Diam-diam, ia menatap kembali ke arah panggung. Dari sana, Akbar juga sedang menatap Diah di panggung. Beradu pandang dan kemudian senyuman Akbar membuat wajah Diah kian memerah. Malu, lalu menunduk kembali.
"Lho.. Diah, kamu mau kemana? Tungguin aku, dong..!" Diah berjalan menjauhi Susi dan kembali bekerja meletakan makanan yang sudah siap saji.
****
Di bukit. Dua pemuda berambut coklat dan pirang berjalan menelusuri jalan setapak. Ransel besar dipunggungnya. Wajah kedua pemuda asing itu terlihat lelah, debu dan kotoran menutupi kulit putihnya. Terlihat dekil juga kotor.
Wajah pemuda satu lagi terlihat kesal dan penuh kemarahan menatap pemuda didepan, namun dia tahan sambil terus mengikuti kemana saja pemuda didepannya melangkah.
"Hi Mike, the actually where are we want go?" Tanya pemuda berambut pirang semakin jengkel dengan pemuda bernama Mike itu. "Do you know, we have walking a long way and not found a way out of this jungle." Katanya lagi dicuekin Mike. "I'm so tired, and my legs starting to hurt."
"I know and i'm also hurt. But can't you close your mouth for a moment? I'm thinking and trying for found the way for get out from here." Balas Mike sewot.
"Ok..ok, i will be quite. But how much time for you find the way? You always said like that, more and more. The result is you can't find the way from this bastard jungle."

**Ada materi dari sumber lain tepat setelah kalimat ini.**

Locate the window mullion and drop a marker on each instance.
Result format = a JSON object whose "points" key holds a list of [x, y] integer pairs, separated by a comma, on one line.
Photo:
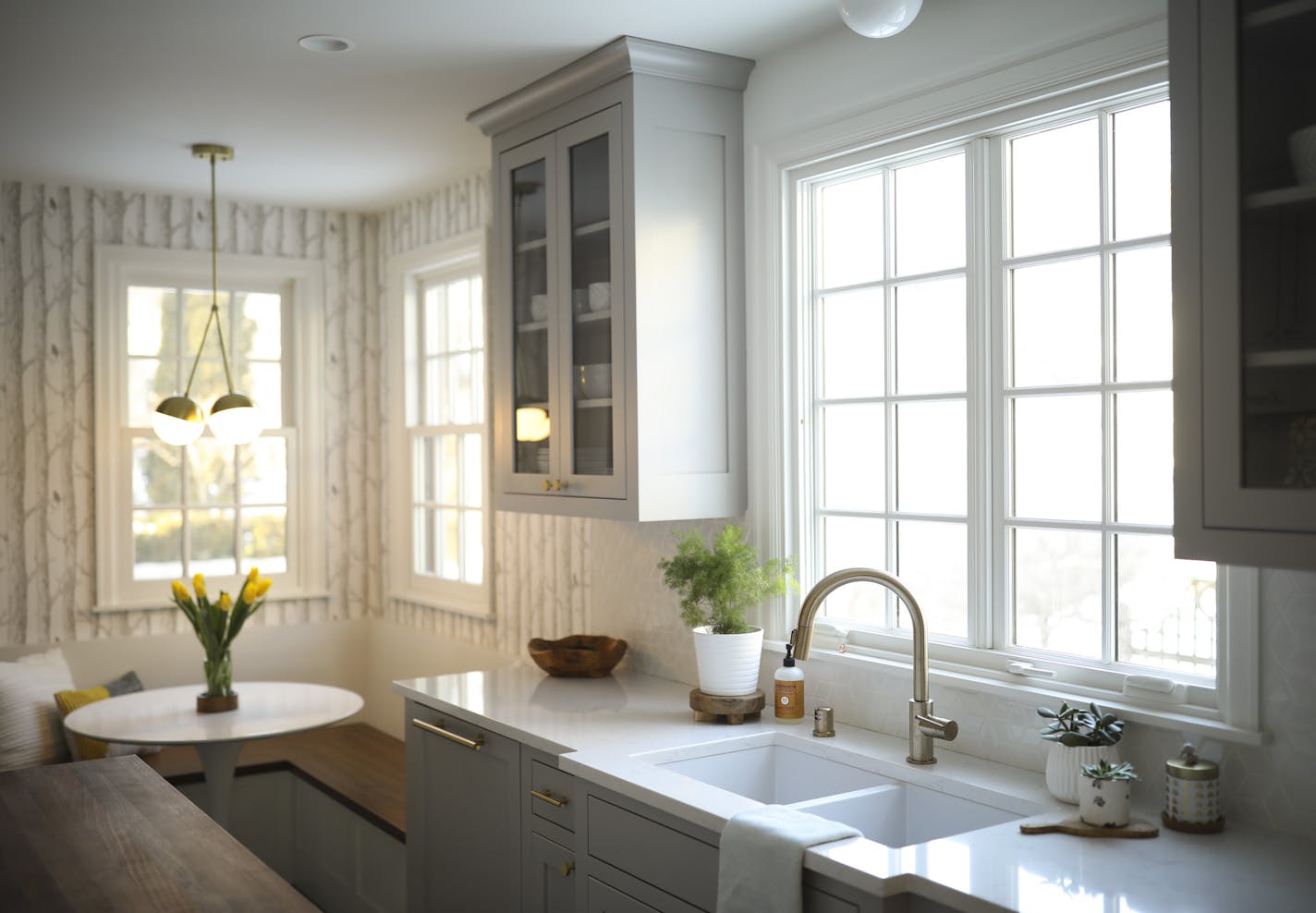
{"points": [[993, 353], [1108, 429], [978, 376], [891, 410]]}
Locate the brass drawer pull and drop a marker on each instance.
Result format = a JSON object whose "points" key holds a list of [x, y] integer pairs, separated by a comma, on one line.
{"points": [[472, 744], [549, 797]]}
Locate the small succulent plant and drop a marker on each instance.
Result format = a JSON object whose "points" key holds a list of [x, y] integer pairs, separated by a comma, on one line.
{"points": [[1076, 726], [1104, 770]]}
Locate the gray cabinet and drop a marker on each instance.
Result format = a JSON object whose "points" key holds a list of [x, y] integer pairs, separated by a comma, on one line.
{"points": [[633, 854], [549, 804], [463, 813], [549, 885], [1244, 282], [617, 287]]}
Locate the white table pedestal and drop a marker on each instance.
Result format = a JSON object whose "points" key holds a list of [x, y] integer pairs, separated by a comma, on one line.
{"points": [[219, 761]]}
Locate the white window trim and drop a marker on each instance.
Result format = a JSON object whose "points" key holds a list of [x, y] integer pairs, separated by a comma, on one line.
{"points": [[1127, 62], [406, 584], [303, 282]]}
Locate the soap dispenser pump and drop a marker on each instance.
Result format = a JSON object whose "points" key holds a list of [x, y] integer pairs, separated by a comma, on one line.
{"points": [[788, 691]]}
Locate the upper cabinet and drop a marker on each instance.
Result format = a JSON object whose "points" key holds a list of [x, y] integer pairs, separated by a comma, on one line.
{"points": [[1242, 83], [617, 305]]}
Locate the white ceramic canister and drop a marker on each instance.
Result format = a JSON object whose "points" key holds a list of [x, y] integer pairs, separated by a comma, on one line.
{"points": [[1192, 794]]}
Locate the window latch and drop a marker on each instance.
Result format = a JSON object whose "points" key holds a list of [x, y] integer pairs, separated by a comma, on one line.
{"points": [[1030, 671]]}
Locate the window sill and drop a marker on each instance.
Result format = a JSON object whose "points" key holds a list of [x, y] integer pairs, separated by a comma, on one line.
{"points": [[475, 609], [1183, 717], [275, 596]]}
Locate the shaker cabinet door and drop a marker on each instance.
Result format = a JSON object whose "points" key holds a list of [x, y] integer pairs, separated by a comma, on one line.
{"points": [[1244, 280]]}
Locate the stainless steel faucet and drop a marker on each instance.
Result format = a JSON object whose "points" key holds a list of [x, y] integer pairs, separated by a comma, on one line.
{"points": [[922, 725]]}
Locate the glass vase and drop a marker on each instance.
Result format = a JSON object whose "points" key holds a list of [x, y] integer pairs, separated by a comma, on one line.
{"points": [[219, 695]]}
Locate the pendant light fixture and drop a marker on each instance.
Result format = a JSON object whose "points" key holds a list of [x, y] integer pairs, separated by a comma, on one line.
{"points": [[235, 419]]}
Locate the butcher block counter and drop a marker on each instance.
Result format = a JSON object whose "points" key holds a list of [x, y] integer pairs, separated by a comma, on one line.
{"points": [[112, 835]]}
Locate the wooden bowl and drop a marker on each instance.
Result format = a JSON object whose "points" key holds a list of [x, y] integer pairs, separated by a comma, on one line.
{"points": [[578, 657]]}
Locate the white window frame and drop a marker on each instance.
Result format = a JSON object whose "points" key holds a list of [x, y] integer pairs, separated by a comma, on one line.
{"points": [[465, 251], [301, 285], [1231, 708]]}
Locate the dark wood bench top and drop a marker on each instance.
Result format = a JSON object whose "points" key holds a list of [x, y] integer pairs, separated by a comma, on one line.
{"points": [[112, 835], [356, 763]]}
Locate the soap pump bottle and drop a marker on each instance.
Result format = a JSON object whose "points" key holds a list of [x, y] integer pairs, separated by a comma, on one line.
{"points": [[788, 698]]}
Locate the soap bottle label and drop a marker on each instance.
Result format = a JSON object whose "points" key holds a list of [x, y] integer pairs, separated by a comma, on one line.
{"points": [[790, 700]]}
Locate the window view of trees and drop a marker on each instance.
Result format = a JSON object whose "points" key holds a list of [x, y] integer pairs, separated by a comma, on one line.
{"points": [[205, 508]]}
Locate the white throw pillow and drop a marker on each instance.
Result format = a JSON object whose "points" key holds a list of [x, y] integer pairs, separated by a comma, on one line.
{"points": [[30, 727]]}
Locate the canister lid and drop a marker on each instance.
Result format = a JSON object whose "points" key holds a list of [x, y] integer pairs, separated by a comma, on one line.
{"points": [[1188, 766]]}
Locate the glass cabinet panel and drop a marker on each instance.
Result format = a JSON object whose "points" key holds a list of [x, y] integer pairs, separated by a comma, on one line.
{"points": [[530, 305], [591, 307], [1276, 182]]}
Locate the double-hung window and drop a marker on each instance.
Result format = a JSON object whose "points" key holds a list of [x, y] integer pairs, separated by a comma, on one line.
{"points": [[167, 512], [443, 524], [983, 366]]}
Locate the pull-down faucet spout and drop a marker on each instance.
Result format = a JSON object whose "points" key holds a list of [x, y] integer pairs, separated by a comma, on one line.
{"points": [[922, 725]]}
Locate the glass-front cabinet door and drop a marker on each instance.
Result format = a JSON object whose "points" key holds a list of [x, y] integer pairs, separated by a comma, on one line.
{"points": [[562, 202], [533, 357], [1244, 279], [590, 267]]}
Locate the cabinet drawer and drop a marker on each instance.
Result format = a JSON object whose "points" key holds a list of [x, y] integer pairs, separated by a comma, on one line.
{"points": [[552, 795], [666, 858], [605, 899]]}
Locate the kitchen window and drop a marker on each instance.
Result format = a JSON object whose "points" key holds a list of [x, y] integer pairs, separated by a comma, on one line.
{"points": [[443, 522], [983, 371], [167, 512]]}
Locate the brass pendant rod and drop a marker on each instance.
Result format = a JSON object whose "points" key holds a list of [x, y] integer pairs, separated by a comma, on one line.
{"points": [[214, 282]]}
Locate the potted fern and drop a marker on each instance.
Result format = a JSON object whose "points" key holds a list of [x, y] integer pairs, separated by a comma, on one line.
{"points": [[717, 586], [1078, 736]]}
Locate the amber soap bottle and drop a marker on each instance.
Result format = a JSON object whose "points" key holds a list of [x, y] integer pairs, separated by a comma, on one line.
{"points": [[788, 691]]}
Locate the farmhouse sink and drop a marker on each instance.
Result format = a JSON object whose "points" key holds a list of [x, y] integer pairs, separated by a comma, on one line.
{"points": [[778, 770], [903, 814], [775, 773]]}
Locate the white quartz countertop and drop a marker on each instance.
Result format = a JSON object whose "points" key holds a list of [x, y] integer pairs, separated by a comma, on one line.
{"points": [[601, 725]]}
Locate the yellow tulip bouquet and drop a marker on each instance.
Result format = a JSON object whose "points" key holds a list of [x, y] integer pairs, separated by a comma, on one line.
{"points": [[217, 624]]}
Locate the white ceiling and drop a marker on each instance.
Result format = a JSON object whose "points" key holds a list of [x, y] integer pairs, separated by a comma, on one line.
{"points": [[111, 93]]}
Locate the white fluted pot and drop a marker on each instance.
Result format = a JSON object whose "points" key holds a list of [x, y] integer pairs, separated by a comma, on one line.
{"points": [[1064, 764], [728, 663]]}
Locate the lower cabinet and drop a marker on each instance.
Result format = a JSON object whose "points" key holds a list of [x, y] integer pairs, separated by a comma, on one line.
{"points": [[463, 814], [494, 825], [549, 884]]}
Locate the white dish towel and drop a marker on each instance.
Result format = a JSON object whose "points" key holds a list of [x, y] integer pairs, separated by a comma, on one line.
{"points": [[761, 860]]}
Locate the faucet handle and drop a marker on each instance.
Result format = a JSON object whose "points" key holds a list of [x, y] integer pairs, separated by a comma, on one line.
{"points": [[937, 726]]}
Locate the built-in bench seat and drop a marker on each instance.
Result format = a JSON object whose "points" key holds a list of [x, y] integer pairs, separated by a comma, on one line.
{"points": [[354, 763]]}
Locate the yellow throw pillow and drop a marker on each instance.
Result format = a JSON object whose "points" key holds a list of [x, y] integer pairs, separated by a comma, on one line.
{"points": [[91, 749], [83, 748]]}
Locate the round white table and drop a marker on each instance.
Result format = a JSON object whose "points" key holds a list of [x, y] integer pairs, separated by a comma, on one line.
{"points": [[167, 716]]}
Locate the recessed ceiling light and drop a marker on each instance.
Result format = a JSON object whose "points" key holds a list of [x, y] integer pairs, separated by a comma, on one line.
{"points": [[328, 43]]}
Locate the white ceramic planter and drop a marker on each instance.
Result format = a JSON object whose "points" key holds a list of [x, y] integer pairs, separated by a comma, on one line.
{"points": [[1104, 803], [1064, 764], [728, 663]]}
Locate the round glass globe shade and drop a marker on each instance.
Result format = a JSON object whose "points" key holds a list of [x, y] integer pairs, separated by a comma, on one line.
{"points": [[236, 420], [878, 18]]}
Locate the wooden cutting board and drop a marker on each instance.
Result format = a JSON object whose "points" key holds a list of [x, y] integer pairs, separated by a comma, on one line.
{"points": [[1136, 829]]}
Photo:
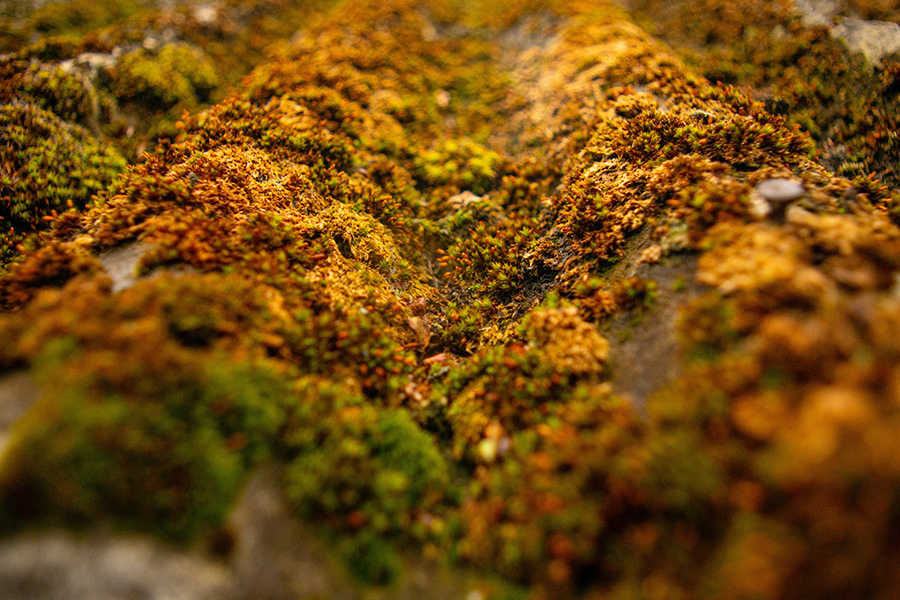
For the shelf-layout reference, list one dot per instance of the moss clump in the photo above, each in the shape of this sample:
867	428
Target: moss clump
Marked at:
804	73
417	346
374	477
175	78
49	167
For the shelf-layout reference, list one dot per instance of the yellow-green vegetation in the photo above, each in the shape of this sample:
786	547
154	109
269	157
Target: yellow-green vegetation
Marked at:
848	106
387	265
48	167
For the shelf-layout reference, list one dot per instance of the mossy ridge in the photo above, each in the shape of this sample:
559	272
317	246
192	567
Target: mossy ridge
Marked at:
49	167
847	105
567	490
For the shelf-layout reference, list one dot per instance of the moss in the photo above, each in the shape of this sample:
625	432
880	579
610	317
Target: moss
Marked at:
176	76
372	475
48	168
388	278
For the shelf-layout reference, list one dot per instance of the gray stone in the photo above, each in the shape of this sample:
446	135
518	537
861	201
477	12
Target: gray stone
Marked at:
780	191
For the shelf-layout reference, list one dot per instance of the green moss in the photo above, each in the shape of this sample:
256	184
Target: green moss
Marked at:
168	454
175	75
49	167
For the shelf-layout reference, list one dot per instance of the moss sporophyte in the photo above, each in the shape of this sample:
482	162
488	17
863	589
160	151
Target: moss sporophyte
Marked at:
409	260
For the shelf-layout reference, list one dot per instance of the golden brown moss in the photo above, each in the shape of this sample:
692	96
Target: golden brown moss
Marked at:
365	209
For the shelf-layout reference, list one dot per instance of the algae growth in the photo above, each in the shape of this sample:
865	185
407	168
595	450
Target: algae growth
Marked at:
395	264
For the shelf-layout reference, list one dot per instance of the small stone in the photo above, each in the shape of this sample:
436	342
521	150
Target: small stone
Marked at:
758	206
779	191
205	14
651	254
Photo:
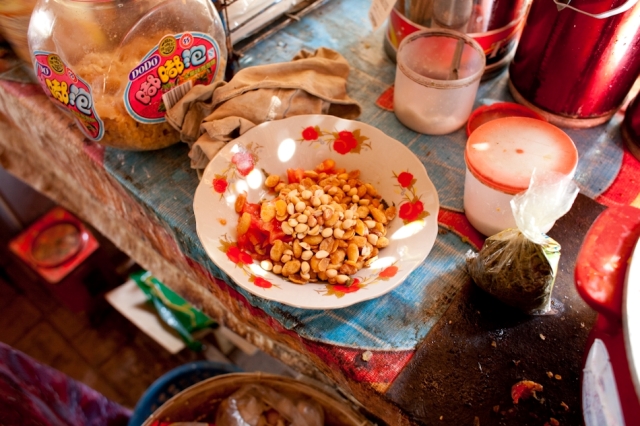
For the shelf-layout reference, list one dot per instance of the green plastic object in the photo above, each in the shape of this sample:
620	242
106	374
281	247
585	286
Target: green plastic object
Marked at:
173	309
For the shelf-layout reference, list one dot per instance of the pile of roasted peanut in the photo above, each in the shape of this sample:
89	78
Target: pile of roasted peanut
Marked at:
337	223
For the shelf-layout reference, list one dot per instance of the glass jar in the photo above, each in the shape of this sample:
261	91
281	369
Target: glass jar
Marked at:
117	66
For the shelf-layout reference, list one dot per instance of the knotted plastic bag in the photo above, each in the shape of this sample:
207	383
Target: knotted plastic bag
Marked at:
519	265
256	405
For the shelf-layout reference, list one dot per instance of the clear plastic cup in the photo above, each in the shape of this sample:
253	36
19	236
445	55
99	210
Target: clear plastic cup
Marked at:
437	77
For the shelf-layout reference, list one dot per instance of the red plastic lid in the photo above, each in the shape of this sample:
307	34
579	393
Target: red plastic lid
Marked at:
487	113
503	153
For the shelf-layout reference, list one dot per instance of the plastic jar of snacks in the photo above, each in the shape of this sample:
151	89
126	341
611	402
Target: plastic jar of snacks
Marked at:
118	65
501	156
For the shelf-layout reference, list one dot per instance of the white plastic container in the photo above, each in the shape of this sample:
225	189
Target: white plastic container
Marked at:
501	156
437	77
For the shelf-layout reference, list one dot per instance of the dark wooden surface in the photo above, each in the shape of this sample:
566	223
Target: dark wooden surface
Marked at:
459	373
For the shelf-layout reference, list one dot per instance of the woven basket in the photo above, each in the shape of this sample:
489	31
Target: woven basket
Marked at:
200	401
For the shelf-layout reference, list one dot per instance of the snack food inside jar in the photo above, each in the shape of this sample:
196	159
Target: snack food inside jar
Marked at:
323	225
115	44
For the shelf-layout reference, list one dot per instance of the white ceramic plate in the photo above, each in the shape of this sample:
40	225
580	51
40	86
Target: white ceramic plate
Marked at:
631	316
304	142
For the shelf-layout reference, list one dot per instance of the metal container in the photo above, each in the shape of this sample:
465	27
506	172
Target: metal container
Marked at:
494	24
576	63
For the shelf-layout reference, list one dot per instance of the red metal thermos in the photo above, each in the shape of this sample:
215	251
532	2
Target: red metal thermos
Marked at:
576	63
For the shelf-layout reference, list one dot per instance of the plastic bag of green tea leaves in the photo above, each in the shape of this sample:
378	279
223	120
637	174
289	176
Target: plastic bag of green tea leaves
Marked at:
173	309
518	266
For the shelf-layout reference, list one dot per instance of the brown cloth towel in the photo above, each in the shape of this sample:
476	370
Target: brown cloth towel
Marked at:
312	83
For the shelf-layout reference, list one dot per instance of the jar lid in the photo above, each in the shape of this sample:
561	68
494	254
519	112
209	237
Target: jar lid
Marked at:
503	153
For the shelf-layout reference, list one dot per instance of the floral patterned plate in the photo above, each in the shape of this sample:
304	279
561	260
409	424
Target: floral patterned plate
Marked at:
304	142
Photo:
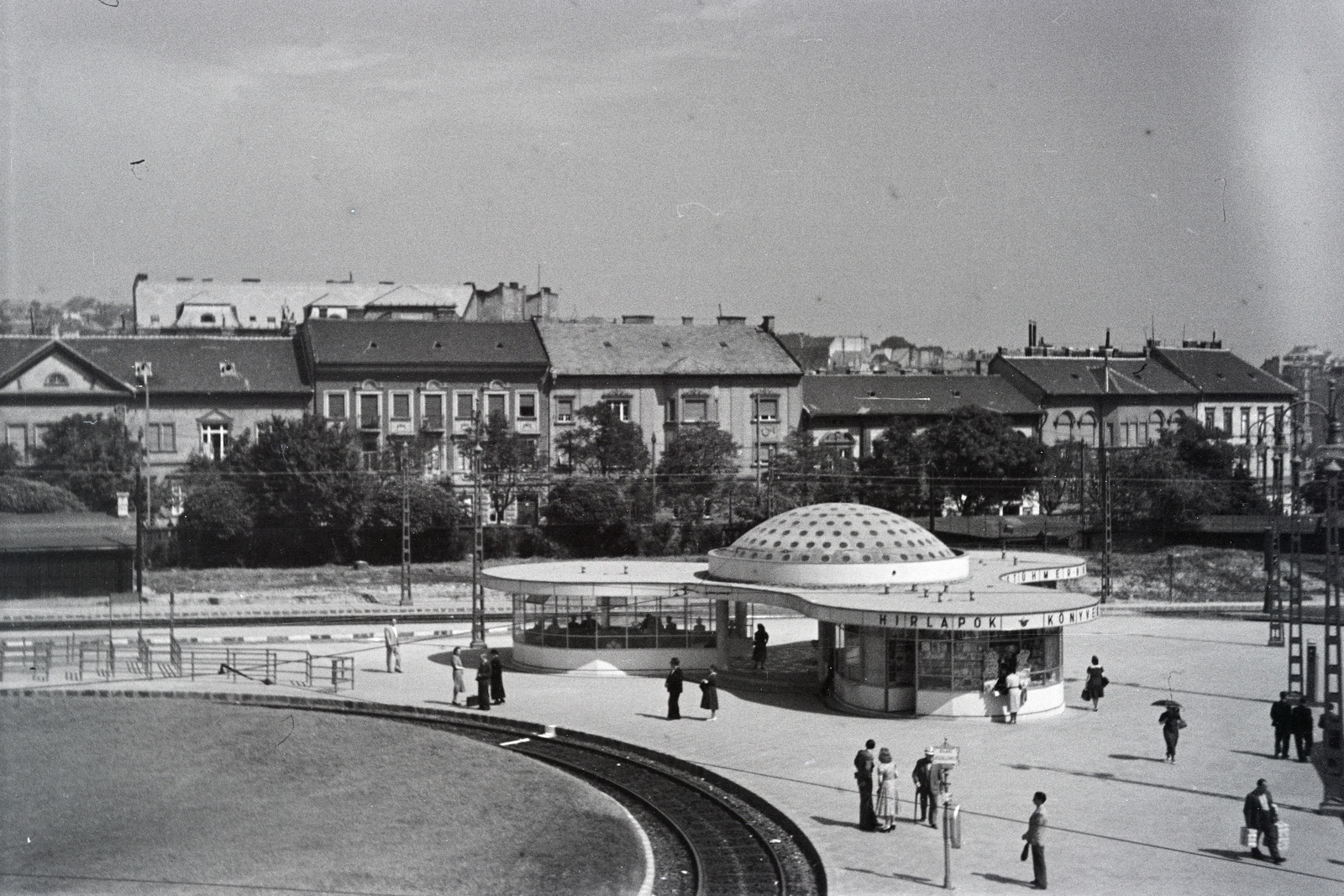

Mike berhenti, ia rasa pemuda dibelakangnya terlalu bawel dan kekanak-kanakan untuk situasi seperti saat ini. Ia berusaha berpikir dan mencari jalan keluar agar tidak tersesat untuk kesekian kalinya. Rasa lapar juga sudah melanda perutnya yang sedari tadi belum di isi apapun. Dan ia juga merasakan apa yang pemuda dihadapannya rasakan.
"Ooh.. my God..Austin, i also hungry and i'm tire too like you feel. So.. can you stop be childish, im trying remember the pass way we took before." Balas Mike naik pitam. "So, let me think to get out from here." Katanya lagi membungkam mulut pemuda bernama Austin. "The turns out, you're really a annoying little brother." Gerutunya sambil berjalan kembali.
"Heii.. i'm so sorry Mike, i just scare with wild animal." Pekik pemuda bernama Austin itu berlari menyusul Mike yang masih kesal pada adiknya. "Like a tiger maybe, do you know a rumor said Indonesia have a wild tiger and they're attack the humans." Katanya lagi sambil menerangi jalan dengan senter ditangannya. Berwajah cemas, mata mendelik sana-sini bila ada sesuatu yang bergerak disemak-semak.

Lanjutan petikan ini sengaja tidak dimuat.